To better understand Dask I decided to set up a small Dask cluster: two servers 32GB RAM and a Mac. All are part of a local LAN and all run identical version of Python 3.5 + Dask installed under virtual environment. I installed sshfs on both servers to share the data between workers. I was able to start dask-scheduler on 192.168.2.149 and 4 dask-workers on 192.168.2.26.
What I need help with is conceptual understanding of the topology to fully benefit from dask distributed architecture: - I run my experiments on my Mac, which is part of the LAN. I have a 20 GB csv I need to load into Pandas hence I run my py code locally. In my code, I set up a Dask client to use the dask_scheduler:
client = Client('192.168.2.149:8786')
then I try to load the large csv like this:
df = dd.read_csv("exp3_raw_data.csv", sep="\t")

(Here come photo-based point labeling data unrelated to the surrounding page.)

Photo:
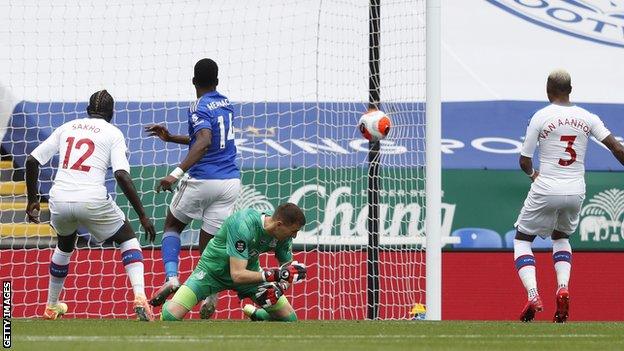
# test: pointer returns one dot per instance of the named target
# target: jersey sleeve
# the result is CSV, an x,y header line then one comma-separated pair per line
x,y
283,251
44,152
237,244
598,129
119,158
530,139
201,119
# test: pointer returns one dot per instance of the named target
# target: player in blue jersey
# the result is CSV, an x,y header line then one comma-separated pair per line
x,y
211,184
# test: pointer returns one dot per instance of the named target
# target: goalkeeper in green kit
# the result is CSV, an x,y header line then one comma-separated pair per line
x,y
230,262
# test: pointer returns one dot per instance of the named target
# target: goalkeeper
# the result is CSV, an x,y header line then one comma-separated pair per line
x,y
230,261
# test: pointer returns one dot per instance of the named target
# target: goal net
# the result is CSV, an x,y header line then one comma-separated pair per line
x,y
297,73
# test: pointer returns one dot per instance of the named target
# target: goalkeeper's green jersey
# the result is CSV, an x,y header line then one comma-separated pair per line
x,y
242,236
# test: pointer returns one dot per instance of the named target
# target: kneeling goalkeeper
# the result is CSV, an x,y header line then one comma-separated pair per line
x,y
230,262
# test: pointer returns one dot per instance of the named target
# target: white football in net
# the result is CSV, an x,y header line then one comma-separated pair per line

The csv is only present on my mac so the dask_workers do not know anything about the csv. If I move the csv to the directory shared via sshfs, then how would my mac reference that csv?
Any help is appreciated.
If I move the csv to the directory shared via sshfs, then how would my mac reference that csv?
You will have to find an address that is uniformly available to your client and all dask workers. Dask will not move your files around for you. It expects them to be accessible.
It's more common to use Dask alongside a network file system that all workers can see.